Bug 658785 - strptime matches English month names regardless of locale
Summary: strptime matches English month names regardless of locale
Keywords:
Status: CLOSED NOTABUG
Alias: None
Product: Red Hat Enterprise Linux 5
Classification: Red Hat
Component: glibc
Version: 5.5
Hardware: Unspecified
OS: Unspecified
low
medium
Target Milestone: rc
: ---
Assignee: Andreas Schwab
QA Contact: qe-baseos-tools-bugs
URL:
Whiteboard:
Depends On:
Blocks:
TreeView+ depends on / blocked
 
Reported: 2010-12-01 09:35 UTC by Göran Uddeborg
Modified: 2016-11-24 16:10 UTC (History)
1 user (show)

Fixed In Version:
Doc Type: Bug Fix
Doc Text:
Clone Of:
Environment:
Last Closed: 2010-12-01 09:46:59 UTC
Target Upstream Version:
Embargoed:


Attachments (Terms of Use)
Simple test case. (530 bytes, text/x-csrc)
2010-12-01 09:35 UTC, Göran Uddeborg
no flags Details

Description Göran Uddeborg 2010-12-01 09:35:58 UTC
Created attachment 463929 [details]
Simple test case.

Description of problem:
When using strptime() to match month names, it seems the English names are considered irrespective of locale.

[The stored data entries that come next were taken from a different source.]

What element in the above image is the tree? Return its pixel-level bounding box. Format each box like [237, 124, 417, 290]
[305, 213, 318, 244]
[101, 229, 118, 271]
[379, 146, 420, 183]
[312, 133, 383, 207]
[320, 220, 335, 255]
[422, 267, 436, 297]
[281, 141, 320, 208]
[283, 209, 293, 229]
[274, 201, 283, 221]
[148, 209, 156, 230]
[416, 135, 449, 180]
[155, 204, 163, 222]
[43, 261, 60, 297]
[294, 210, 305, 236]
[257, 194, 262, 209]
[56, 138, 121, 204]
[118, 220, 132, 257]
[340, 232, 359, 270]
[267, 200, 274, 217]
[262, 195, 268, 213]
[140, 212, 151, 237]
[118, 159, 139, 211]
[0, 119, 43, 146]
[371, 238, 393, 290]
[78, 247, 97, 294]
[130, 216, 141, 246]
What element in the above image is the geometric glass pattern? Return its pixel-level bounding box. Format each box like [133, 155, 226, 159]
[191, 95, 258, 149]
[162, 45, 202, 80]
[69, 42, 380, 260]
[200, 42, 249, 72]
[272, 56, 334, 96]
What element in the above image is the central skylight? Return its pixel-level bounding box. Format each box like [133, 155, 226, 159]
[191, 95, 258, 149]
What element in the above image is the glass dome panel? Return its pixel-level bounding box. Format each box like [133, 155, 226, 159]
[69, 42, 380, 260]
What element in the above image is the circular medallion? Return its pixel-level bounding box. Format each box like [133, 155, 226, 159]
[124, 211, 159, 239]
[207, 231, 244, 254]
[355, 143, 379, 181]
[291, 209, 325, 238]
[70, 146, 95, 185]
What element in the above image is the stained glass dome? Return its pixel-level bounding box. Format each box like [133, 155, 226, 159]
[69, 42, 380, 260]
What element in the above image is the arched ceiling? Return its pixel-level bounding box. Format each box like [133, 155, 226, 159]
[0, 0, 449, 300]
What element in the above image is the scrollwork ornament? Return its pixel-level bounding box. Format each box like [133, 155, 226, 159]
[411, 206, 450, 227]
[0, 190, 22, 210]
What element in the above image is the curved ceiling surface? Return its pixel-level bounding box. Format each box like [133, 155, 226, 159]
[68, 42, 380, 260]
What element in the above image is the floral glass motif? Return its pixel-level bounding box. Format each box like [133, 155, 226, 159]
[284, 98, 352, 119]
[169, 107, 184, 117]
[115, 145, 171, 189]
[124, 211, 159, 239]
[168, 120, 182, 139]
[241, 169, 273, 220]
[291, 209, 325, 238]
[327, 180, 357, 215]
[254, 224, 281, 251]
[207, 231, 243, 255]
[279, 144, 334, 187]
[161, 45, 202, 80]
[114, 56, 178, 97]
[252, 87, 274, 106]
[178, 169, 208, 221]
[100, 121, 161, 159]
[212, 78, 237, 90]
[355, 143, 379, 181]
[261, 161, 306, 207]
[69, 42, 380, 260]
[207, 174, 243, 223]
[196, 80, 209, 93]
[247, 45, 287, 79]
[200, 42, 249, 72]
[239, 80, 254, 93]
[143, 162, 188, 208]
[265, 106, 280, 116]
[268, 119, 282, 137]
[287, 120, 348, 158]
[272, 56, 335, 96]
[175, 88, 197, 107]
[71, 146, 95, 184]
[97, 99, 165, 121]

Version-Release number of selected component (if applicable):
glibc-2.5-49.el5_5.7

How reproducible:
Every time

Steps to Reproduce:
1. Compile the attatched test case: make cb
2. Run it: ./cb
  
Actual results:
Unexpected match: tm.tm_mon = 9

Expected results:
No match, ok!

Additional info:
Combined with the non-greedy matching in current RHEL5 glibc, see bug 657570, this causes problems trying to match November in the Finnish locale.  But even if that bug is fixed, there could be locales where this still cause incorrect behaviour.  If there is a locale where "ma" is a short name for a month, for example.

Comment 1 Andreas Schwab 2010-12-01 09:46:59 UTC
This is by design.

Comment 2 Göran Uddeborg 2010-12-01 21:28:35 UTC
Is there some rationale written for that somewhere?

It did look like a bug to me.  If I was parsing for a date in a particular locale, I would have expected to discover if I got an input which wasn't a date in that locale, but maybe happened to match English.  And it is not without risks.  One example is as I explained in the "additional info" section.